All municipal law of the ground on which the armies stand, or of the countries to which they belong, is silent and of no effect between armies in the field.
Slavery, complicating and confounding the ideas of property, (that is of a thing,) and of personality, (that is of humanity,) exists according to municipal or local law only. The law of nature and nations, has never acknowledged it. The jurists of all countries agree. The Digest of the Roman Law enacts the early dictum of the pagan jurist, that “so far as the law of nature is concerned, all men are equal”; and fugitives escaping from a country, in which they were slaves, villains, or serfs, into another country, have, for centuries past, been held free, and acknowledged free, by judicial decisions of European countries, even though the municipal law of the country, in which the slave had taken refuge, acknowledged slavery within its own dominions.
§ 23. Therefore, if the United States wage war with a government which admits of slavery, and a fugitive from the opposite belligerent offers himself for protection to the American army, and is free from the suspicion of mischievous intentions, he must be received and protected, be he a fugitive slave or not; and once received and protected by the United States, under the shield of the Law of Nations, he can never be returned into slavery or given up to the enemy.

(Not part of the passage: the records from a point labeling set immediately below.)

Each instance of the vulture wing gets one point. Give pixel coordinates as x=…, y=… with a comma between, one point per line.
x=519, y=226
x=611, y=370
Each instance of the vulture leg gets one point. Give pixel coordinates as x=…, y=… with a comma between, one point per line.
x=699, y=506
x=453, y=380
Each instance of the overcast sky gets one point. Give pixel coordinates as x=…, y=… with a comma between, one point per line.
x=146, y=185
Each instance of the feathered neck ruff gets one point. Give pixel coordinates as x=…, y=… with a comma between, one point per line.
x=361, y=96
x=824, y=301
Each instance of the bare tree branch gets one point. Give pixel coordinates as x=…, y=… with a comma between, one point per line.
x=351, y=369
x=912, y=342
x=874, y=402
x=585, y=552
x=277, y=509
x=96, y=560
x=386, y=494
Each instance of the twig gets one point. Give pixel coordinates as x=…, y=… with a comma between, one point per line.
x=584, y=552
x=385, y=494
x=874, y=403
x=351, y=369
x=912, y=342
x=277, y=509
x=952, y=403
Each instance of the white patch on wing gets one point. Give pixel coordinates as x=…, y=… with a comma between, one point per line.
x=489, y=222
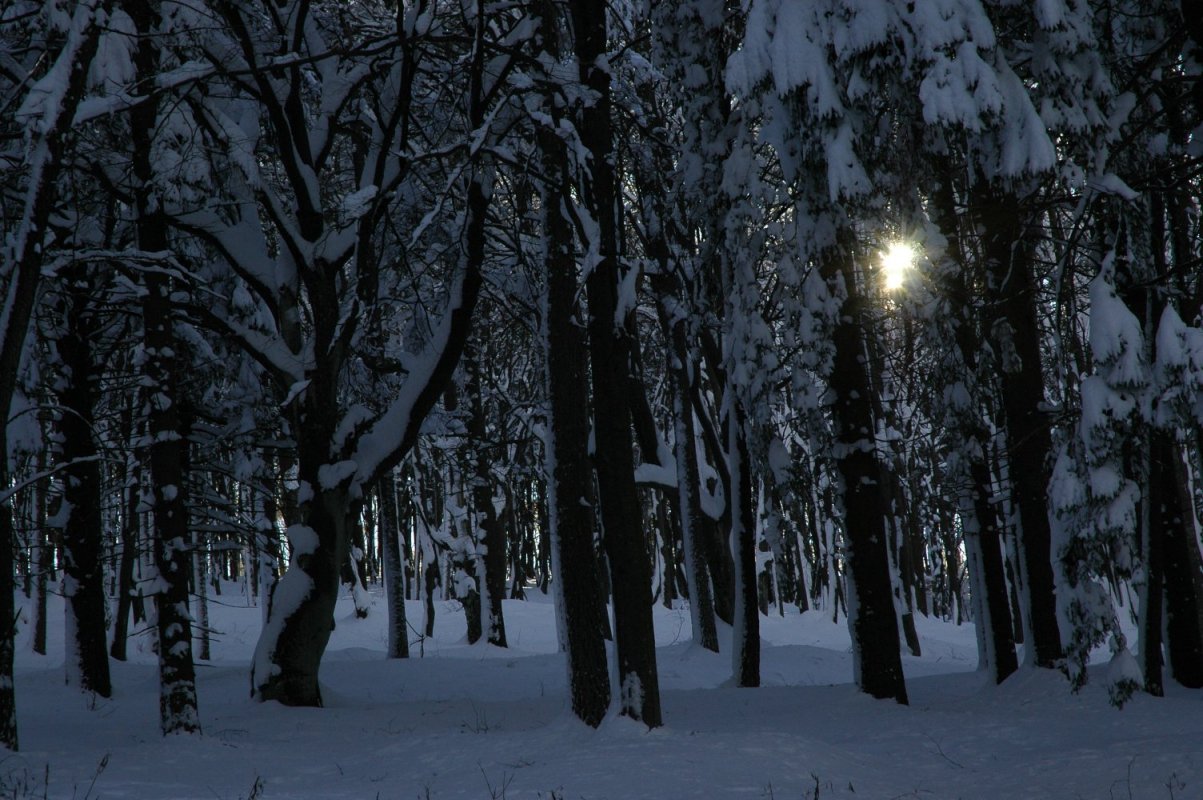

Returning such a person would amount to enslaving a free person, and neither the United States nor any officer under their authority has the right to enslave any human being. No Christian state has claimed, for centuries past the right of enslaving those who are free.
§ 24. All wanton violence committed against persons in the invaded country, all destruction of property not commanded by the authorized officer, all robbery, all pillage, or sacking, even after taking a place by main force, all rape, wounding, maiming, or killing of such inhabitants, are prohibited under the penalty of death, or such other severe punishment as may seem adequate for the gravity of the offence.
A soldier, private or officer, in the act of committing such violence, and disobeying a superior, ordering to abstain from it, may be lawfully killed on the spot by such superior.
§ 25. There is no prize money on land. All booty belongs to the United States, and not to any individual.